KARACHI: Federal Board of Revenue (FBR) has been urged to impose Rs100,000 as additional advance tax on all type of motor vehicles, which are sold before registration.
Overseas Chamber of Commerce and Industry (OICCI) – the representative body of foreign investors and multinational companies in Pakistan – suggested that an additional advance income tax should be collected at Rs 100,000, for all types of private motor vehicles categories, in case the vehicle is purchased by a person and sold before registration.
In its tax proposals for budget 2019/2020, the chamber said that additional advance tax will discourage sale and purchase of vehicles in market at premium before and after certain period of registration stage.
It further recommended that withholding income tax Under Section 231B of Income Tax Ordinance, 2001 on locally manufactured vehicles should be collected by the motor registration authorities, instead of vehicle manufacturers, as being collected for imported vehicles, to reduce procedural hassles to consumers.
Secondly, In case any vehicle is transferred within 6 months from date of first registration, advance income tax currently being collected at the time of transfer of registration or ownership under sub-section (2) of section 231B, shall be increased to the rates applicable for new vehicles under sub-section (1) of section 231B.
The OICCI said that collection of withholding income tax u/s 231B be streamlined and data will be reconciled at one level, on collection at registration stage by Excise and Taxation department of respective Provinces.

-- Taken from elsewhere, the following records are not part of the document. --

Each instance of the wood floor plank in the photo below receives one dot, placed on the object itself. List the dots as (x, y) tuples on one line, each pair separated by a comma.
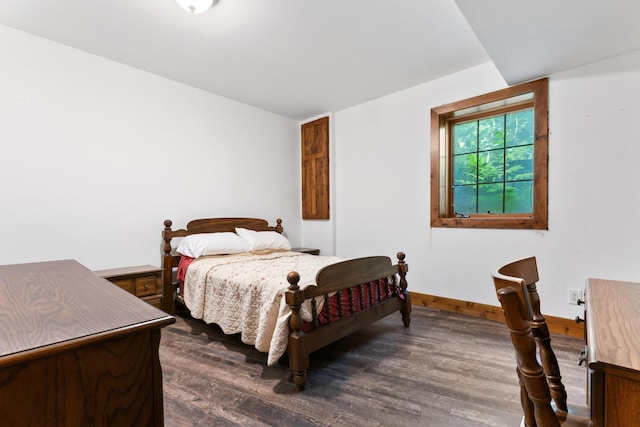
[(446, 370)]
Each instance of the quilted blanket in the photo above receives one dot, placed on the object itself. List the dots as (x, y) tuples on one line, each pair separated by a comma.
[(245, 294)]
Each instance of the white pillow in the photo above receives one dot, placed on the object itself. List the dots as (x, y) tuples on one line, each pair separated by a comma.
[(196, 245), (260, 240)]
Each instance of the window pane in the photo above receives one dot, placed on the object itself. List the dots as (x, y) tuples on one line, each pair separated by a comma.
[(464, 169), (464, 199), (519, 164), (490, 198), (519, 197), (491, 133), (491, 166), (519, 128), (465, 137)]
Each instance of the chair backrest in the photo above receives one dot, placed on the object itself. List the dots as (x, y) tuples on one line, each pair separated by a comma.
[(522, 276)]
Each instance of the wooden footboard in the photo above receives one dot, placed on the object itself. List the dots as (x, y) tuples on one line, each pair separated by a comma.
[(335, 278)]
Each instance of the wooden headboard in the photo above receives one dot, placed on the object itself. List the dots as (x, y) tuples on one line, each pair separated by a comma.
[(170, 258)]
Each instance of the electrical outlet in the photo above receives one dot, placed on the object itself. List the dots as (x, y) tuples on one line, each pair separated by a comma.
[(574, 296)]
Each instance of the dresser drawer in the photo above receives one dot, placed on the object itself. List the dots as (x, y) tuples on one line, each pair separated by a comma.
[(145, 285), (143, 281)]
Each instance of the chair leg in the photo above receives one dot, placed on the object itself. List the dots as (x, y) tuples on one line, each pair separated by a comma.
[(529, 419), (547, 356)]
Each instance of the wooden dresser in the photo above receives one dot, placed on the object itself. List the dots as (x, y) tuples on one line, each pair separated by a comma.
[(76, 350), (143, 281), (612, 315)]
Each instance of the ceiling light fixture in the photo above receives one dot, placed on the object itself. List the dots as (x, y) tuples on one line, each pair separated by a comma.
[(195, 6)]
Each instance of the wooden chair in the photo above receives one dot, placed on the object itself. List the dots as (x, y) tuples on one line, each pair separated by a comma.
[(516, 288)]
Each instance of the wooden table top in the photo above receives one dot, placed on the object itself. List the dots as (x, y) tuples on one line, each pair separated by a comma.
[(613, 324), (59, 304)]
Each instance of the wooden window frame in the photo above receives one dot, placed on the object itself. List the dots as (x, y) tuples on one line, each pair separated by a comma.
[(441, 211)]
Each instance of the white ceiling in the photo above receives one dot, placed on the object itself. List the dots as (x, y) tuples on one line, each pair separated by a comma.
[(301, 58)]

In its tax proposals for auto section the OICCI said that reduction in Minimum tax u/s 113 for Authorized Dealers of vehicle manufacturers and Exemption of Withholding tax u/s 231B on sale to dealers Turnover Tax at 1.25 percent u/s 113 and withholding tax at 4 percent/4.5 percent u/s 153 hampers efforts to pioneer automotive industry towards wholesale-retail mechanism, as applied internationally, in sale of vehicles through its authorized dealers.
Under existing mechanism, dealers are normally earning commission of around 2 percent of sales price, which is subject to withholding income tax at 12 percent falling under final tax regime (i.e. Effective tax rate up to 0.24 percent of the sales price).

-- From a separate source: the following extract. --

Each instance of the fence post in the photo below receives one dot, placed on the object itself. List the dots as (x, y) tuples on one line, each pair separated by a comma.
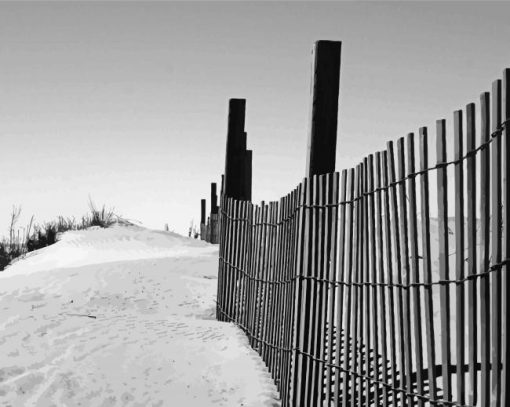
[(202, 220), (248, 156), (236, 150), (214, 214), (321, 150)]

Therefore, it is recommended that the reduce minimum tax u/s 113 of the Income Tax Ordinance, 2001, from 1.25 percent to 0.25 percent on turnover of authorized dealers of vehicle manufacturers, as being allowed to Motorcycle dealers, distributors of FMCG, Pharmaceutical, Fertilizers, etc.;
Further withholding income tax u/s 231B be exempted on sale of vehicles by manufacturers to their authorized dealers to effectively implement wholesale-retail mechanism.
Wholesale-retail mechanism may be implemented, as applicable internationally, which will improve volumes on account of stock availability and healthy competition.
Further, contribution to the government will also increase with increased volume.
Income of dealers will be subject to normal taxation that will be subject to return filing and tax audits.
This will also enhance documentation and increase tax base. Value addition by authorized dealers will be subject to taxation and tax to income ratio will increase.